What’s your thesis about?

·        About the multidisciplinary work involved in the early detection of cognitive impairment. I’m so pleased to have taken the decision to do a doctorate, I really am. It gives you the chance to examine scientific knowledge in detail and develop your critical thinking.

“The end-of-degree project is very useful, but a doctorate gives you much more in-depth research training”

·        Pharmacy, Nutrition and now a doctorate, all at CEU.

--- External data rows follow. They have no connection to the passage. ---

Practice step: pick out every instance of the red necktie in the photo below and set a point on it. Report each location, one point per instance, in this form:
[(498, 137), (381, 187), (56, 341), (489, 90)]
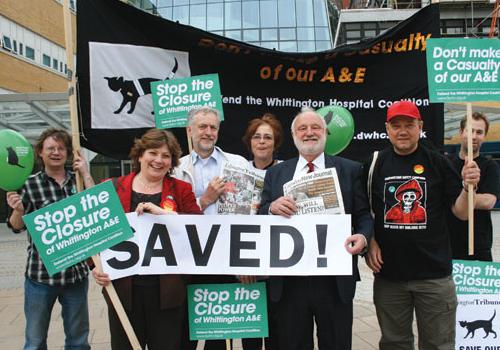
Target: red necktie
[(310, 167)]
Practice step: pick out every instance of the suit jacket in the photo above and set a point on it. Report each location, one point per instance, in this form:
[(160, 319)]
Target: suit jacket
[(355, 203)]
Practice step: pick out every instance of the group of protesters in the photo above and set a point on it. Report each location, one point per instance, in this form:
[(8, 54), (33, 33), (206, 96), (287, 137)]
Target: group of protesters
[(407, 203)]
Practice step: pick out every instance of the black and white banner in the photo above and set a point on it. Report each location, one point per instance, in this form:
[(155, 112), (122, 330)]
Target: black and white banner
[(232, 245), (121, 50)]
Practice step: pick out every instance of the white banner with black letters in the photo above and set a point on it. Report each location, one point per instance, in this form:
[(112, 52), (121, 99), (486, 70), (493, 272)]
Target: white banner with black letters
[(232, 245)]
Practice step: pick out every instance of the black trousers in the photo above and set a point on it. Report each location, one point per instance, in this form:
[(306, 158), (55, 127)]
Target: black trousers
[(308, 299), (271, 342), (158, 329)]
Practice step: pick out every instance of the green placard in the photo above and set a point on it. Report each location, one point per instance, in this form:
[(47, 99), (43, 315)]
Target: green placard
[(476, 277), (71, 230), (227, 311), (463, 70), (173, 99)]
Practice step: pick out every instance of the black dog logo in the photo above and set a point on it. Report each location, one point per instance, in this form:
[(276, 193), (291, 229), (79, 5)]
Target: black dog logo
[(12, 158), (484, 324), (131, 90)]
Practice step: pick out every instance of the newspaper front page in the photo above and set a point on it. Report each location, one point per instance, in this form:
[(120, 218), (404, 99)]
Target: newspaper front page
[(316, 193), (242, 192)]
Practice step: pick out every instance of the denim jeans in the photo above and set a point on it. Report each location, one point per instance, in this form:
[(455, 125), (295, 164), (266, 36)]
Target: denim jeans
[(39, 300)]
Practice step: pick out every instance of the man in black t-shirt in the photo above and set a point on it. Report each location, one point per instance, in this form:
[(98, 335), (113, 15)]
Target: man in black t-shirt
[(486, 196), (412, 188)]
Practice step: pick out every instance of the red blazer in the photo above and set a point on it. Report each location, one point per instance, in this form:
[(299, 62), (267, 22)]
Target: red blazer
[(178, 196)]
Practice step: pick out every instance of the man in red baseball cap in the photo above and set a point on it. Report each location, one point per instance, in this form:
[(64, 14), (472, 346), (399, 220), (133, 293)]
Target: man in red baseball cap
[(410, 254)]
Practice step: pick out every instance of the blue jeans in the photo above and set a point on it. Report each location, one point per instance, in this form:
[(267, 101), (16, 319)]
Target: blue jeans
[(39, 300)]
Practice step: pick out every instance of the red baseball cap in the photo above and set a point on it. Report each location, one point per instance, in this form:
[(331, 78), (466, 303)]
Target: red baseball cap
[(403, 108)]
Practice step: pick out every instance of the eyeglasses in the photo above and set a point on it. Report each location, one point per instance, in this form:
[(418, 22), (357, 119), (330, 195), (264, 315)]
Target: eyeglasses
[(56, 149), (265, 137)]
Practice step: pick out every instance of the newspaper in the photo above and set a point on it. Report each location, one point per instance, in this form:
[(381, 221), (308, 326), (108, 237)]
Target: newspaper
[(316, 193), (242, 192)]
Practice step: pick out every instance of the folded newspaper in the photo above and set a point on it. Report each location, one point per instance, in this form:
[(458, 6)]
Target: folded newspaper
[(316, 193), (242, 192)]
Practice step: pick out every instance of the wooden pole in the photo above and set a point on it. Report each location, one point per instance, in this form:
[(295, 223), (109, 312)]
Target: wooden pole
[(470, 188), (75, 133)]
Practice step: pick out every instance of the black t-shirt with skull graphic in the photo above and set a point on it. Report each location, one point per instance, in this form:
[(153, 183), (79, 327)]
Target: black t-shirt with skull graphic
[(410, 197)]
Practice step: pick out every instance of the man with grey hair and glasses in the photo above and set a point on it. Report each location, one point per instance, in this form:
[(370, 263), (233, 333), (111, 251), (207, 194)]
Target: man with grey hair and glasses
[(326, 300)]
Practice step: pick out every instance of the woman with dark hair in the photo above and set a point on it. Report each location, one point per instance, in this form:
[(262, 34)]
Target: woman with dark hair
[(155, 304), (263, 137)]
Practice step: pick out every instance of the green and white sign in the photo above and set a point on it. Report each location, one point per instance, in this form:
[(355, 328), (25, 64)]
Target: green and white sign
[(463, 70), (476, 277), (71, 230), (478, 296), (227, 311), (173, 99)]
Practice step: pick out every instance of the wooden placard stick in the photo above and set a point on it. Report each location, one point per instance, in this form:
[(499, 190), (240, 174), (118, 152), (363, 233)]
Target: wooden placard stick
[(110, 289), (470, 187)]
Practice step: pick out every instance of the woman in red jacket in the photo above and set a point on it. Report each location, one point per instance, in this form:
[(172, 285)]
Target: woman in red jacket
[(155, 304)]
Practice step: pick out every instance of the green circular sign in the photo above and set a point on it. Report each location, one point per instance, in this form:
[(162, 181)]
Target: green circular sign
[(16, 160), (340, 127)]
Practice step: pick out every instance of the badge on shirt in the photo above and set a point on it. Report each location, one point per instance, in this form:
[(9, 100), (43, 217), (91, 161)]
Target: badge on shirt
[(169, 204), (418, 169)]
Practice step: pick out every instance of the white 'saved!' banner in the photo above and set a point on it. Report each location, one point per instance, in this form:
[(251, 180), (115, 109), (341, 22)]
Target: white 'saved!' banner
[(232, 245)]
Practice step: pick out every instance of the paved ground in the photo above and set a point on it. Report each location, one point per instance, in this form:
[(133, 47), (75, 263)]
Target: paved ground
[(12, 261)]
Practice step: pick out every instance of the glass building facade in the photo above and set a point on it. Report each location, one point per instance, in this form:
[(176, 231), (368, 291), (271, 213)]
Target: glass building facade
[(285, 25)]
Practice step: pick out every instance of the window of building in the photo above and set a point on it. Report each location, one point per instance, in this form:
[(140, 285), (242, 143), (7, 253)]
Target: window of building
[(322, 33), (269, 34), (287, 34), (197, 16), (272, 45), (6, 43), (181, 14), (46, 60), (251, 35), (233, 34), (268, 14), (250, 12), (305, 46), (215, 17), (165, 12), (286, 13), (232, 15), (305, 11), (30, 52), (305, 33), (288, 46), (323, 45), (320, 17)]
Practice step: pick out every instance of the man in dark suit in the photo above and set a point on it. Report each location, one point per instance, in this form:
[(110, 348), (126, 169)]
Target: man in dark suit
[(325, 299)]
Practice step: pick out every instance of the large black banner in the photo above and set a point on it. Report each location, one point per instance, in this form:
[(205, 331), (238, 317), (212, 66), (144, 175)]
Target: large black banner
[(122, 49)]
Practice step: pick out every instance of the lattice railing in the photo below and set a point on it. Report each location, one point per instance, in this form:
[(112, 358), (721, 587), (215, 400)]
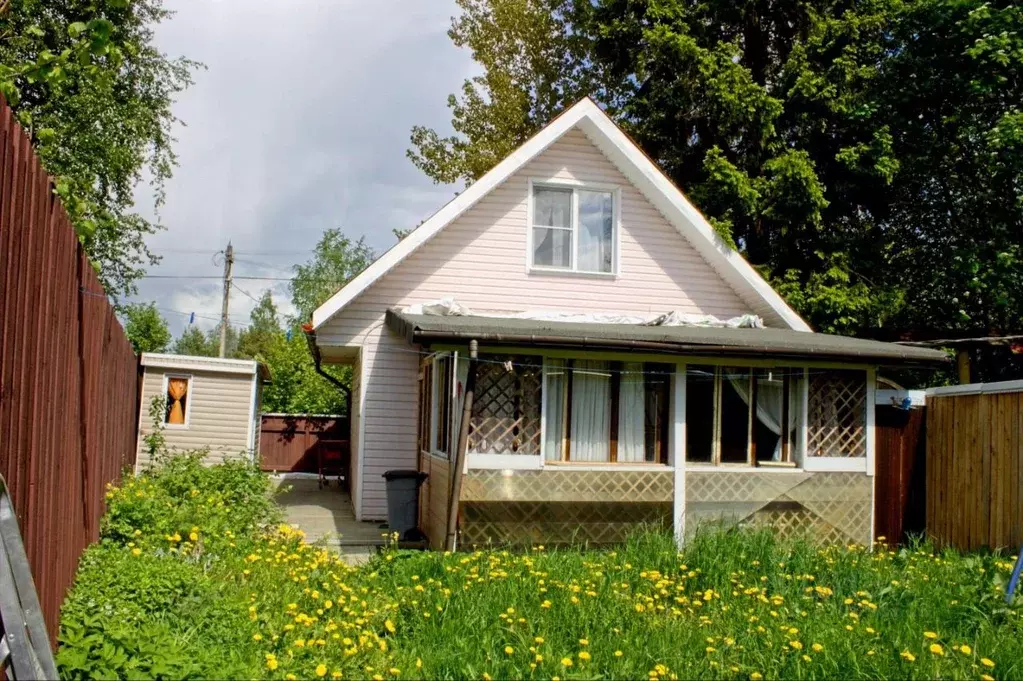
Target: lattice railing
[(837, 418), (506, 406)]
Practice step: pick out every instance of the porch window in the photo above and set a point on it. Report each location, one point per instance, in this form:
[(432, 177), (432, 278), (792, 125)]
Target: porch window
[(837, 405), (177, 397), (744, 416), (602, 412), (573, 228)]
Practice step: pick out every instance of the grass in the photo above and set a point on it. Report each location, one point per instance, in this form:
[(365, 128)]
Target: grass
[(262, 603)]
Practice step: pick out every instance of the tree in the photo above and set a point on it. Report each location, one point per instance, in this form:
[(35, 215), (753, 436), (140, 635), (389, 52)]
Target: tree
[(866, 156), (89, 85), (145, 327), (337, 260)]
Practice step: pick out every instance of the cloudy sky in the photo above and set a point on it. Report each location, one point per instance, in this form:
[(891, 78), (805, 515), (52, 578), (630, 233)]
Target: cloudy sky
[(299, 124)]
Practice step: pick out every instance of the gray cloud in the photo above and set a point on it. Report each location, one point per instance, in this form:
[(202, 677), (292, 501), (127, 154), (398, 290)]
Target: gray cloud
[(299, 124)]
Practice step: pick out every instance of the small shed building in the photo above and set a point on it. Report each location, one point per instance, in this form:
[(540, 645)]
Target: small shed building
[(208, 402)]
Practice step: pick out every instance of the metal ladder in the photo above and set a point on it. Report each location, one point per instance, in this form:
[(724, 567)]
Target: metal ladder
[(25, 647)]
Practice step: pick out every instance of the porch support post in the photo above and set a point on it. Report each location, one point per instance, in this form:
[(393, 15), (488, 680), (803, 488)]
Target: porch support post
[(458, 464), (676, 439)]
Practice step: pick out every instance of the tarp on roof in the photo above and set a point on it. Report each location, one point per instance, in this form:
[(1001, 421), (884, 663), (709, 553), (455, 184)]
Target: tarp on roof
[(750, 343)]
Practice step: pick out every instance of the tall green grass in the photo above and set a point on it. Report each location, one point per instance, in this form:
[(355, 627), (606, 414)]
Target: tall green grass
[(257, 601)]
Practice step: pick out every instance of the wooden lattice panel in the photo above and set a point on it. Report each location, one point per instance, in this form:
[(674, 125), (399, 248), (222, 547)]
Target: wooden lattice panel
[(506, 406), (837, 418)]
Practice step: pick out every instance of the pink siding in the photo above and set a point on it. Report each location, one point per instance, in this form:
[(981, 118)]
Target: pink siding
[(480, 259)]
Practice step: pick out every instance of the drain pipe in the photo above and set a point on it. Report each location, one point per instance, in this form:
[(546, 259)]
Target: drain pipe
[(459, 454), (314, 349)]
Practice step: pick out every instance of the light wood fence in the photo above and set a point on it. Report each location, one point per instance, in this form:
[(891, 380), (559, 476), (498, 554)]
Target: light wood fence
[(975, 465)]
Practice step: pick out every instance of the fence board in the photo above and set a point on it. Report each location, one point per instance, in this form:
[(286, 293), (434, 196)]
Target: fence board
[(69, 378), (975, 469)]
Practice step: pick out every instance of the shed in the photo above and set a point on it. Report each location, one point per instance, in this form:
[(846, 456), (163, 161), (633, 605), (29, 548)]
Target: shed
[(209, 402)]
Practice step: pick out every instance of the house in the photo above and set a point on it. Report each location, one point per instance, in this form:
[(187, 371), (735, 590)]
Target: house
[(631, 368), (206, 402)]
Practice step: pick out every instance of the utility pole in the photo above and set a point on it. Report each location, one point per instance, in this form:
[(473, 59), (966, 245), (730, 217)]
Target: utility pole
[(228, 264)]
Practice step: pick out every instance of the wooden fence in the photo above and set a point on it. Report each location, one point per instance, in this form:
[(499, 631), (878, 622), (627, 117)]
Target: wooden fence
[(290, 443), (69, 378), (975, 465)]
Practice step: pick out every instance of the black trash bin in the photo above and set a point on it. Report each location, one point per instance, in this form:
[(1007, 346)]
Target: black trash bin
[(403, 501)]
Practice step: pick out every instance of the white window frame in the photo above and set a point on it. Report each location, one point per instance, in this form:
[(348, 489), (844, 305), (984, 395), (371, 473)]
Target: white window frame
[(188, 394), (575, 187)]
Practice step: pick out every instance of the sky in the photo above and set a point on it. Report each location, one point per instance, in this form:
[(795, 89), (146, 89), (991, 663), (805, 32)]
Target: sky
[(298, 124)]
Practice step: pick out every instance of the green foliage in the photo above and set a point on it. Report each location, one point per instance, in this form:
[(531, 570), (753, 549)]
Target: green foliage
[(145, 327), (866, 155), (337, 260), (89, 85)]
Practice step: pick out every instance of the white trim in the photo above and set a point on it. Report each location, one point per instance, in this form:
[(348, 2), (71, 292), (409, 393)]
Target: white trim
[(575, 186), (676, 455), (870, 407), (633, 164), (252, 421), (188, 399), (504, 461), (191, 363), (835, 464), (977, 389)]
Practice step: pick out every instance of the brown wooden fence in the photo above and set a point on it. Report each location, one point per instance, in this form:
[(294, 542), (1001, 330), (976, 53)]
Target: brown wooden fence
[(292, 443), (69, 378), (975, 466)]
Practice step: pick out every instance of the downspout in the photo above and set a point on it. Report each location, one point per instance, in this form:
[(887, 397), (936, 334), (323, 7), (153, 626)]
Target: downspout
[(459, 454), (314, 349)]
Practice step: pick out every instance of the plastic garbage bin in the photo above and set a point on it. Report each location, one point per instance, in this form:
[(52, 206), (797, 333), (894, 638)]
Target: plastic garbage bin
[(403, 500)]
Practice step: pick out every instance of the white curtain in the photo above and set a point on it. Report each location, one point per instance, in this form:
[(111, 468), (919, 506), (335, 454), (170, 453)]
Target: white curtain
[(770, 396), (554, 375), (590, 411), (631, 416)]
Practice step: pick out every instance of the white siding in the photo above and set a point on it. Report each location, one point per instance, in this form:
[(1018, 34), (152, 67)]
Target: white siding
[(218, 413), (481, 259)]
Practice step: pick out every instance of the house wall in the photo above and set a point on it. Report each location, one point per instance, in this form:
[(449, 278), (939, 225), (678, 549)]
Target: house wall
[(481, 260), (218, 414)]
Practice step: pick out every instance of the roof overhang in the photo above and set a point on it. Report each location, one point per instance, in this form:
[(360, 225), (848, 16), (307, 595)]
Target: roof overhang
[(695, 341), (212, 364), (636, 167)]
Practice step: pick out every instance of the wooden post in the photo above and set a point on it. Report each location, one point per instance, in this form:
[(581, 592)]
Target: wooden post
[(963, 364), (459, 456)]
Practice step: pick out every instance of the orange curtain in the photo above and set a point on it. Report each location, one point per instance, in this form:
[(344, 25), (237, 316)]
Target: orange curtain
[(176, 391)]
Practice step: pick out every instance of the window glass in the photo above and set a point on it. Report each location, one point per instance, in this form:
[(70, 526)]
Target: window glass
[(700, 394), (177, 400), (595, 231)]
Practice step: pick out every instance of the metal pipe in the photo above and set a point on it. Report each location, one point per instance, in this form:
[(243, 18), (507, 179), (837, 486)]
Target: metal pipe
[(460, 450), (314, 350)]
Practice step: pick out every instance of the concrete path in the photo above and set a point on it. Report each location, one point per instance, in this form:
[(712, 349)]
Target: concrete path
[(327, 515)]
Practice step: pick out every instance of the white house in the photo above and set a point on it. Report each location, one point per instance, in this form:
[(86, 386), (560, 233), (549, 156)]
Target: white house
[(632, 368)]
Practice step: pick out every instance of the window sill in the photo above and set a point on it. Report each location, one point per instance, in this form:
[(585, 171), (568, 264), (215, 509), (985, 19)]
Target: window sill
[(557, 271)]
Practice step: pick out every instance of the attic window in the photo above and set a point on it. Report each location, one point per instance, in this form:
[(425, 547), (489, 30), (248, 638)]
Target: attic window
[(573, 229)]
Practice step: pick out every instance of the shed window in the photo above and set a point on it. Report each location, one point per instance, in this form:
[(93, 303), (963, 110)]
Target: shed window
[(573, 229), (178, 389)]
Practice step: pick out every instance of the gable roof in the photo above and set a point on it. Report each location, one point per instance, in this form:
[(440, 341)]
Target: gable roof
[(636, 167)]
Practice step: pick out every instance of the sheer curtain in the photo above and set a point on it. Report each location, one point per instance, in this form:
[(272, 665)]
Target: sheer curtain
[(631, 416), (553, 371), (590, 411)]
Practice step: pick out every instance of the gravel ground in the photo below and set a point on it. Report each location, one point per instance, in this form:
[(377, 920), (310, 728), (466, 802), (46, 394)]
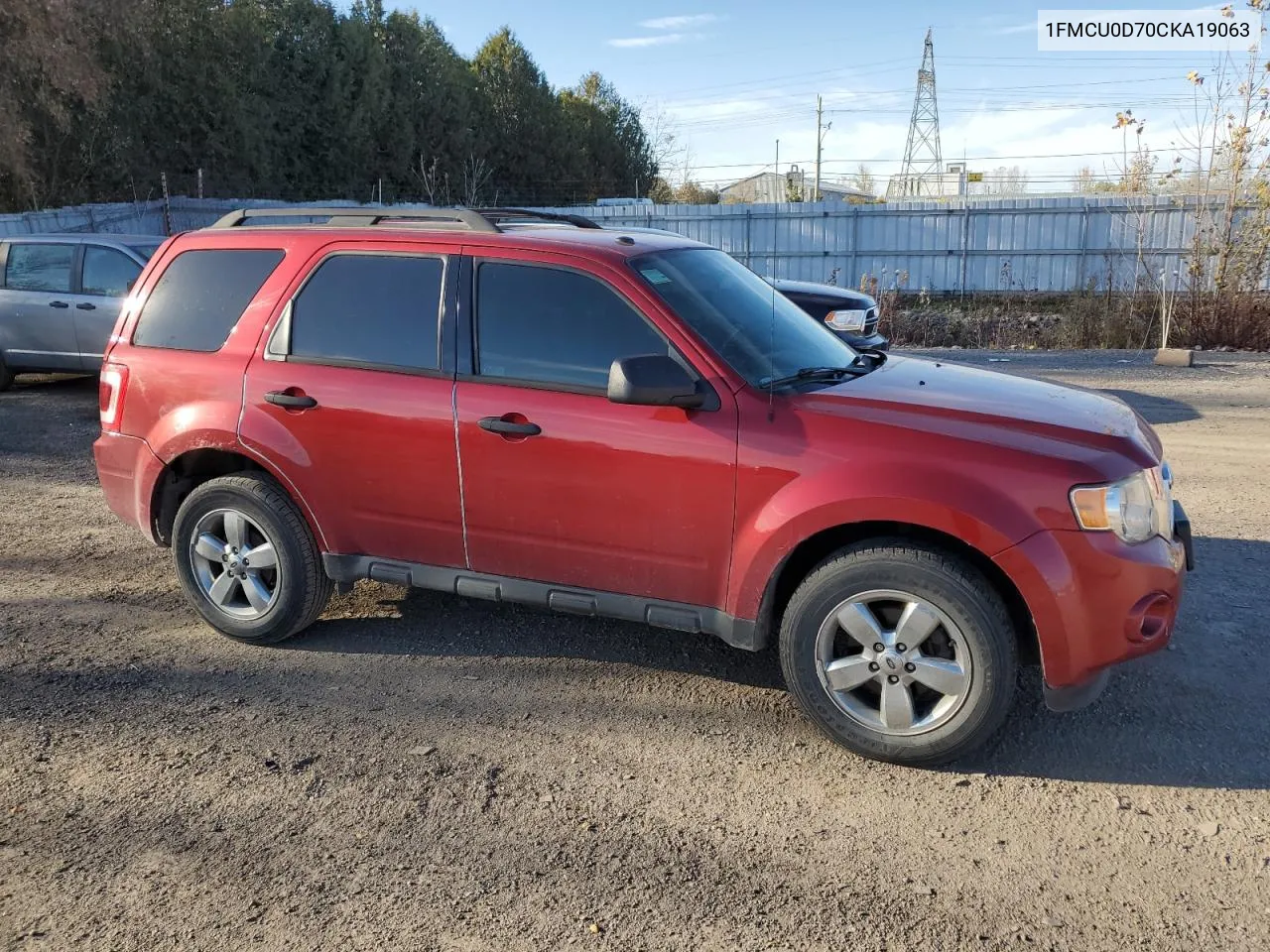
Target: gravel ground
[(427, 774)]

·        Yes, I’m very satisfied with the education the University provides. I was young when I started my degree and I wasn’t very enthusiastic about studying. But the relationship I was able to establish with the lecturers and the education I received led to a gradual change in that attitude, and I started to become interested in knowledge. That’s the key. The University turned me onto learning. I’ve also had some great lecturers, such as Alicia LópezLucrecia MorenoPedro AlemánVicente RodillaRafael Martín Algarra – people who change the way you think. Then there was Parasitology with Maruxi Dea – a fantastic lecturer! These are the lecturers we had and who helped us to improve and keep on improving.

“I’d study here again!”

·        Thinking about the future, what would you like to do?

·        My future is in the community pharmacy sector. If possible, I’d like to combine that with research. I’m not thinking about teaching. I really like research, but even more I like being in a community pharmacy, providing a service to patients and being able to give them the benefit of the knowledge we have.

Thank you very much, Hernán, and good luck in the future!